Sécheresse : pourquoi certaines nappes phréatiques s’en sortent mieux que d’autres
En examinant une carte des niveaux des nappes phréatiques en France, la situation est préoccupante, l’Hexagone affichant des teintes allant du jaune au rouge vif, indiquant des niveaux alarmants. En raison des épisodes de chaleur intense et de l’absence prolongée de précipitations, 92 % des points de suivi montrent des niveaux inférieurs aux normales mensuelles, d’après le dernier bulletin publié le 15 août par le Bureau de recherches géologiques et minières.
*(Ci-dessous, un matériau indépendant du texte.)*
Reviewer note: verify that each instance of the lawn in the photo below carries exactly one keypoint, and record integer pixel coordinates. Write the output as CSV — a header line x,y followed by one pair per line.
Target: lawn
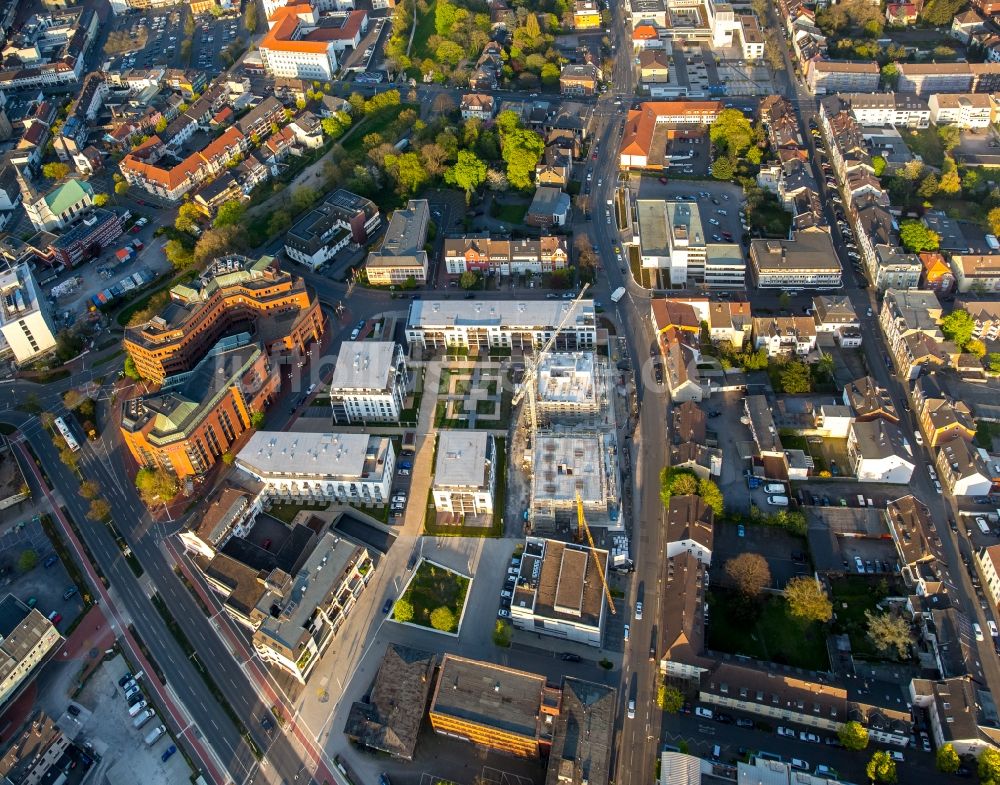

Cependant, une zone au sud de Paris se distingue par un niveau de nappes phréatiques qualifié de « modérément haut ». La nappe de Beauce, qui se trouve dans le bassin parisien, est l’un des plus grands réservoirs d’eau souterraine de France, s’étendant sur près de 10 000 km² et contenant plusieurs milliards de mètres cubes d’eau.
Cette nappe se caractérise par un vaste système aquifère multicouche, composé de différentes roches et couches de sol, incluant divers types de calcaires. Ces calcaires, dotés d’une bonne perméabilité, permettent une absorption efficace des eaux de pluie, particulièrement en automne et en hiver. En revanche, les nappes de socle, formées de roches imperméables comme le granite ou le schiste, sont moins performantes en matière de stockage.
La nappe de Beauce est qualifiée de nappe réactive, réagissant rapidement aux variations météorologiques, se rechargeant lors de fortes pluies et se vidant en période sèche. Cette capacité de réaction rapide, combinée à un volume de stockage important, lui permet de maintenir un niveau relativement élevé même durant les sécheresses. Elle avait même atteint des niveaux exceptionnellement hauts en 2002, suite à une recharge continue depuis 1999.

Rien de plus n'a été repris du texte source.